Onshore inventories fell in September, indicating strong refinery runs and limited strategic reserve additions at higher prices. With softer Q4 pricing, China is likely refilling its SPR at an accelerated pace through March 2026, quietly supporting global demand even as the market braces for oversupply.
🇮🇶 ExxonMobil’s Return to Iraq
ExxonMobil’s new accord with Basra Oil Company and SOMO signals a revival of Iraq’s upstream ambitions. The plan includes boosting output at the Majnoon field (240 kbd) and expanding export capacity.
This aligns with Iraq’s broader goal to raise production capacity to 6 Mbd by 2029, up from 4.5 Mbd today.
Parallel expansions by BP (Kirkuk) and PetroChina (West Qurna-1) show growing international alignment behind Iraq’s development push.
⚡ Summary: Abundance Meets Fragility
The global oil market is simultaneously flooded and fragile.
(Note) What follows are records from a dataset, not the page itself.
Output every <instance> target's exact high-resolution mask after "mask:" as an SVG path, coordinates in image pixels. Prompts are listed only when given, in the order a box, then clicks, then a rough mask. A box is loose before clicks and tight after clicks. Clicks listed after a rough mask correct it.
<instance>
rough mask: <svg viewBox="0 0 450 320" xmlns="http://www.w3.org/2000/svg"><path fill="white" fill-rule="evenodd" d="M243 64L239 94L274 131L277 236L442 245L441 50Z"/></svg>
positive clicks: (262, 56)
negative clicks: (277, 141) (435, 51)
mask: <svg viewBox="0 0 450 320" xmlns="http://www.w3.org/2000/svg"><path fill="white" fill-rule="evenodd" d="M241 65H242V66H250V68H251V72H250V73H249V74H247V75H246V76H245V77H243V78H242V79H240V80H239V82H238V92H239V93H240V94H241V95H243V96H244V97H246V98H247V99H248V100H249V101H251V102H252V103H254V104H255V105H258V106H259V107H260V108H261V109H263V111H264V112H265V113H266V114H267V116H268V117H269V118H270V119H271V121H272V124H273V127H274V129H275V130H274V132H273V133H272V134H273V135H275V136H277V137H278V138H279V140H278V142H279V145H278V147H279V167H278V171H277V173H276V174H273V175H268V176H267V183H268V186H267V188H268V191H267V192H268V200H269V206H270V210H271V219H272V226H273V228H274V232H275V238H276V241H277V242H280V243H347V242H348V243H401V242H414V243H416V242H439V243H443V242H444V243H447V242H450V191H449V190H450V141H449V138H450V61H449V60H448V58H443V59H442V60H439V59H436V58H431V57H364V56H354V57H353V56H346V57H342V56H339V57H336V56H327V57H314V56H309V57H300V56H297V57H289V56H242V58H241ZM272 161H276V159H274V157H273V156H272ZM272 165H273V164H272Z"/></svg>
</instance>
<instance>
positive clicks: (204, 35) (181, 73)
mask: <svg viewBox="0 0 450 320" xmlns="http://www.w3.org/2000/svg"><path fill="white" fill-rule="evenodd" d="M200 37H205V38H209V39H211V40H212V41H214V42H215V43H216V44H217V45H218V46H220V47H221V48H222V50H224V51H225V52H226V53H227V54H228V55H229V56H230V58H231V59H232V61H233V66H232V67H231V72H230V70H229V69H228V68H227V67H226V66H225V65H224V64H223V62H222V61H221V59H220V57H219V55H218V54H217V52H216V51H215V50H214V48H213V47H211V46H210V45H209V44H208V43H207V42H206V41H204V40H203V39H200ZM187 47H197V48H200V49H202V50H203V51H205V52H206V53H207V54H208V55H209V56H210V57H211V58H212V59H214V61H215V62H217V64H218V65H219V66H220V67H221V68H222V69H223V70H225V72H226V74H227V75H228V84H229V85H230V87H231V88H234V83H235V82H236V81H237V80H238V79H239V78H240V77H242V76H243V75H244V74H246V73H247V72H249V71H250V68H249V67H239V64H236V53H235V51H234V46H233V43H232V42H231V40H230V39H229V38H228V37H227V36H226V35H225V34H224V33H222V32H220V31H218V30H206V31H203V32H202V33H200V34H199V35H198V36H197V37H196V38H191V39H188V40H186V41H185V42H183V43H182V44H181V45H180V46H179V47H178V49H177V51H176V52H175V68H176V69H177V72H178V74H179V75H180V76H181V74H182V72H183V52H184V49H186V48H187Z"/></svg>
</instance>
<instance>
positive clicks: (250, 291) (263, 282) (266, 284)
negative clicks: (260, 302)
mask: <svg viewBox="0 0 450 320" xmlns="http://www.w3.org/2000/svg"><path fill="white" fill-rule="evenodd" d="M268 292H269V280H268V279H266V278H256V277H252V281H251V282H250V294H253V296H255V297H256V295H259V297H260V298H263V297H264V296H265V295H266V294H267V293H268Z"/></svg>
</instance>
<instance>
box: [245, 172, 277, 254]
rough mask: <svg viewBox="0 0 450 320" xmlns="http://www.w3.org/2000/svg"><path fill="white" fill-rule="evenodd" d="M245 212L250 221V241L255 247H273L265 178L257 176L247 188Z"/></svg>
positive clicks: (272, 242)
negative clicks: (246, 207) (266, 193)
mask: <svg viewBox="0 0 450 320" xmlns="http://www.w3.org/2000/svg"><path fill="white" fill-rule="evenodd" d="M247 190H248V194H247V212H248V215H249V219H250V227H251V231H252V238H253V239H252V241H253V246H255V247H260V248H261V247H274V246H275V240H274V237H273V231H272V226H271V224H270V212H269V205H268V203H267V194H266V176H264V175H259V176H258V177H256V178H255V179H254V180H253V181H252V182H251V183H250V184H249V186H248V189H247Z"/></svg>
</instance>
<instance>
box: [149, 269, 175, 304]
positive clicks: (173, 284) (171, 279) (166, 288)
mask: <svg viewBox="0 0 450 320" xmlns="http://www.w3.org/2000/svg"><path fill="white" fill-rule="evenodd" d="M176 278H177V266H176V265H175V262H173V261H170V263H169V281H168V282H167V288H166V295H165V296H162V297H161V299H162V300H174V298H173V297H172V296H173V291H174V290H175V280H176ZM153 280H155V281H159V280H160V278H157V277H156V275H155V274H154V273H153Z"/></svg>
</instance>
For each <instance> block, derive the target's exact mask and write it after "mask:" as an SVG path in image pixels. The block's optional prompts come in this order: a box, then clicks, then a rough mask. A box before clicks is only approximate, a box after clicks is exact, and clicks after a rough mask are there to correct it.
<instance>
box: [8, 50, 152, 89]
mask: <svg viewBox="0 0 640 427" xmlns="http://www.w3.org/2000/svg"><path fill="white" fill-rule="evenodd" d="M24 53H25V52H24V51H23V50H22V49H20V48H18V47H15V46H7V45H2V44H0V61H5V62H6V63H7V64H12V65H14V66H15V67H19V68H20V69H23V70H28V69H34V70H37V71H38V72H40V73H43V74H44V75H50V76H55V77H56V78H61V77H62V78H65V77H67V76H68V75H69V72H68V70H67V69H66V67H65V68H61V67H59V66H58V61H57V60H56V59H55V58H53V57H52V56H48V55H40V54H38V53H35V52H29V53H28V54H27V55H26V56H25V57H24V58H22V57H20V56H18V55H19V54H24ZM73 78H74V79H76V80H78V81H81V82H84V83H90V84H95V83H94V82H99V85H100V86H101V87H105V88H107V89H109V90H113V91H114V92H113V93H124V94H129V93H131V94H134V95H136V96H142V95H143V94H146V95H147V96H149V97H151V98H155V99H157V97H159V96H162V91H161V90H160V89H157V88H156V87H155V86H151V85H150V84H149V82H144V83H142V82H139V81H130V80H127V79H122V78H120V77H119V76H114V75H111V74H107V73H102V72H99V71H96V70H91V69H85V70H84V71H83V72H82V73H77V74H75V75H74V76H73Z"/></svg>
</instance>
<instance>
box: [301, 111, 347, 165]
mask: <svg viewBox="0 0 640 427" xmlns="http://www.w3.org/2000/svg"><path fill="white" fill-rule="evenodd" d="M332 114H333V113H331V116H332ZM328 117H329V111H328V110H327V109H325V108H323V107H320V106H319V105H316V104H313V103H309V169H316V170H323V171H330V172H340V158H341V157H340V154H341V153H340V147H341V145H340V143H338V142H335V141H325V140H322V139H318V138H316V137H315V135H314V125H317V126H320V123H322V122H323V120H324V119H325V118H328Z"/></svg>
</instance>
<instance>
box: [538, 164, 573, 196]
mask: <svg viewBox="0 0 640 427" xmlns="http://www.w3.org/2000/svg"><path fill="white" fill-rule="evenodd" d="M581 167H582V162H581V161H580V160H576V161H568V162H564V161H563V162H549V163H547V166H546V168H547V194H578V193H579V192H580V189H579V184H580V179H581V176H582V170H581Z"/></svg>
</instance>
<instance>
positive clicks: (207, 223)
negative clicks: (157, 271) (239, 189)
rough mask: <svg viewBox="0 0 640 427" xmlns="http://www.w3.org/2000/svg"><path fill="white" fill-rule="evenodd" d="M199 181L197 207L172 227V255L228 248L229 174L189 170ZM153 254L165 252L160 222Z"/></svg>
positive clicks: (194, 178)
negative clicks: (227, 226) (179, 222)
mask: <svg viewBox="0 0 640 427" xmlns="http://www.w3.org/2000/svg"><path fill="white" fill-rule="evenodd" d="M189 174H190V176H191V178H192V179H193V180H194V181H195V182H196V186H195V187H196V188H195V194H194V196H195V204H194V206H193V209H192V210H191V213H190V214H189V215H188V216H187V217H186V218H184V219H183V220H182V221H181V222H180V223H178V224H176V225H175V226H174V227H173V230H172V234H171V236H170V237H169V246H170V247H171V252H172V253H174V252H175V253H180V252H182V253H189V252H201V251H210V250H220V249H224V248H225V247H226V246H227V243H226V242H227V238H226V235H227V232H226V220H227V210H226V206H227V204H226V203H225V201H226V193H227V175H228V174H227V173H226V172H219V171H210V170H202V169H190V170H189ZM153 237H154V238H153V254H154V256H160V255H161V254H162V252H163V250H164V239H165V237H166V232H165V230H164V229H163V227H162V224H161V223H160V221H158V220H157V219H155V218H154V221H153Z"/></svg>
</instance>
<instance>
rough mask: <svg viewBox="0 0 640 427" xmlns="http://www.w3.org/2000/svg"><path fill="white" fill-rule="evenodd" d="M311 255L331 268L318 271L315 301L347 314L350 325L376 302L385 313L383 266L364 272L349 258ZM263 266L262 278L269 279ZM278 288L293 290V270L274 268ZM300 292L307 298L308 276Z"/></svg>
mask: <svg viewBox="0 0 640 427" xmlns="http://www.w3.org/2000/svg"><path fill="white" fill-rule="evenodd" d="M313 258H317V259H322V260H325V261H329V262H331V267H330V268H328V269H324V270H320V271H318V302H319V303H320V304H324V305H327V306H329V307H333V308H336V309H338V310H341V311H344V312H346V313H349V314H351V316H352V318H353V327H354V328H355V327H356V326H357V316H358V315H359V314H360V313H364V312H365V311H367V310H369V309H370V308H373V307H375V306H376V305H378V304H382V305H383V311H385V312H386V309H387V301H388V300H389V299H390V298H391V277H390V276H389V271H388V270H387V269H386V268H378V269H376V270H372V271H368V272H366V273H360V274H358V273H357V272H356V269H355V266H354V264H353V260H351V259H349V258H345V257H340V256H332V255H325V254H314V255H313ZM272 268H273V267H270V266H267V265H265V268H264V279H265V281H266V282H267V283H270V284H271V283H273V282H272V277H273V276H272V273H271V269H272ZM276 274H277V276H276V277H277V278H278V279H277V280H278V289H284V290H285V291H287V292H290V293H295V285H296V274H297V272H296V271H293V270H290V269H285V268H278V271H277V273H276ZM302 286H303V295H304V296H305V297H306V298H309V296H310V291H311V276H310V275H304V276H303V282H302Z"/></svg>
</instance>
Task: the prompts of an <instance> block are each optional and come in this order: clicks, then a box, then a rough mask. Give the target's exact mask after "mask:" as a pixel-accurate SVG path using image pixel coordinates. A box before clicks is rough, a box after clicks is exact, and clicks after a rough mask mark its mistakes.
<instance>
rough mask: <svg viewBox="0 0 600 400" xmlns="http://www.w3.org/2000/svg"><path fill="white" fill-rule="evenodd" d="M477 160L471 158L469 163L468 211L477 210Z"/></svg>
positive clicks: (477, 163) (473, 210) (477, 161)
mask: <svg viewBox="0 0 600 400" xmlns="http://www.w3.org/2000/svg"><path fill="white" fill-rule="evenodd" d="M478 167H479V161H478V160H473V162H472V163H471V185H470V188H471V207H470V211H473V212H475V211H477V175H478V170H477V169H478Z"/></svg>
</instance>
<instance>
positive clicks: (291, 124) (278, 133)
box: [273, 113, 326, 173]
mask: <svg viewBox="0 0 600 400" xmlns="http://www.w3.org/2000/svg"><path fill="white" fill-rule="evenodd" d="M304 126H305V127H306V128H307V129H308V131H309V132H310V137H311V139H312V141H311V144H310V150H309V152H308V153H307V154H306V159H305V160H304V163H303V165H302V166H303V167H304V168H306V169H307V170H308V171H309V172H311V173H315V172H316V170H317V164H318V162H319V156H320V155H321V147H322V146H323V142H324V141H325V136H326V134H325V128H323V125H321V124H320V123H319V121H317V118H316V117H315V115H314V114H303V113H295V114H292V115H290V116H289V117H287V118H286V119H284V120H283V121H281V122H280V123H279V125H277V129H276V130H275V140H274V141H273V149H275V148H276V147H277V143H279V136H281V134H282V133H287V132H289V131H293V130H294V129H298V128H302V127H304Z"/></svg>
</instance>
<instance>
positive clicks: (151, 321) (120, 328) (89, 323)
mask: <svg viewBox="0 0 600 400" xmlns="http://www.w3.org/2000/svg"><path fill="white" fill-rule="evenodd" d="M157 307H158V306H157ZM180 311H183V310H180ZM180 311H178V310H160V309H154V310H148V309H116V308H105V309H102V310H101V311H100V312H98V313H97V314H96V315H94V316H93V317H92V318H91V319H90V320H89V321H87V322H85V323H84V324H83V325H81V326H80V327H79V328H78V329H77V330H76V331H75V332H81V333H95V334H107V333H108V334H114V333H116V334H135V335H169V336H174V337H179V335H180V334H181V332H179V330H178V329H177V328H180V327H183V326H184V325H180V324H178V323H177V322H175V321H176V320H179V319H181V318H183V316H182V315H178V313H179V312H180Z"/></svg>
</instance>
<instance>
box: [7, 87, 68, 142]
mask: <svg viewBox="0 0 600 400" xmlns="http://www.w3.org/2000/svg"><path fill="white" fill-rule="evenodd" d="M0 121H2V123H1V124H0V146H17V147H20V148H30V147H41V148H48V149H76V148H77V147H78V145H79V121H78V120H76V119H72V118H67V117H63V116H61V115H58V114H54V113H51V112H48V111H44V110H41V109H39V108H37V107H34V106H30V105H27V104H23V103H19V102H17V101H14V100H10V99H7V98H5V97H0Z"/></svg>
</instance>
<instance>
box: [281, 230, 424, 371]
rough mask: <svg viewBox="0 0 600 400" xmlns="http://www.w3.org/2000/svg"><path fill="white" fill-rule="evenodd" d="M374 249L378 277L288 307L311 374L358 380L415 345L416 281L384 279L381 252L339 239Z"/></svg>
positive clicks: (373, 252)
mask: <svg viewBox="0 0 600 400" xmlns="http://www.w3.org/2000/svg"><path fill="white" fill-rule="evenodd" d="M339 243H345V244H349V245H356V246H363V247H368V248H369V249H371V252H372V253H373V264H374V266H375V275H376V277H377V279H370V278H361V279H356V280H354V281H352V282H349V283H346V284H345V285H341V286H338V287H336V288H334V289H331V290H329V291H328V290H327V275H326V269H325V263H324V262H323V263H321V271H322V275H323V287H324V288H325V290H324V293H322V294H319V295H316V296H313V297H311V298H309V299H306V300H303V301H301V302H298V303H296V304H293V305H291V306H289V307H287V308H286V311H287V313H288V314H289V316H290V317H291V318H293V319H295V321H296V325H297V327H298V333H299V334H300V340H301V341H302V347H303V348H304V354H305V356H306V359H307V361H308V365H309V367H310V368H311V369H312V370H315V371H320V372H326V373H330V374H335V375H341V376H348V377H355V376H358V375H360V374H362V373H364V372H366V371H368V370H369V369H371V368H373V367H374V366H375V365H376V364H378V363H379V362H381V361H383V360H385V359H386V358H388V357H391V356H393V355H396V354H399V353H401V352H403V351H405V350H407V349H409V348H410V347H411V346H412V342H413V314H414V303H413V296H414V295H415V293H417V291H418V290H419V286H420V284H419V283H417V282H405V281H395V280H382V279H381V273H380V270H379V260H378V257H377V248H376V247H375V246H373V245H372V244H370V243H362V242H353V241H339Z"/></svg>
- The U.S. is producing at record levels, but drilling activity suggests a near-term peak.
- European logistics remain vulnerable, exposed to chokepoints from Skagen to Trieste.
- OPEC+ is walking a fine line, balancing supply discipline against market share.
- Asia’s refiners, led by China, are absorbing surplus barrels—but stockpiling can only last so long.
As 2025 winds down, the system is stretched between short-term surplus and medium-term scarcity—a classic setup for volatility.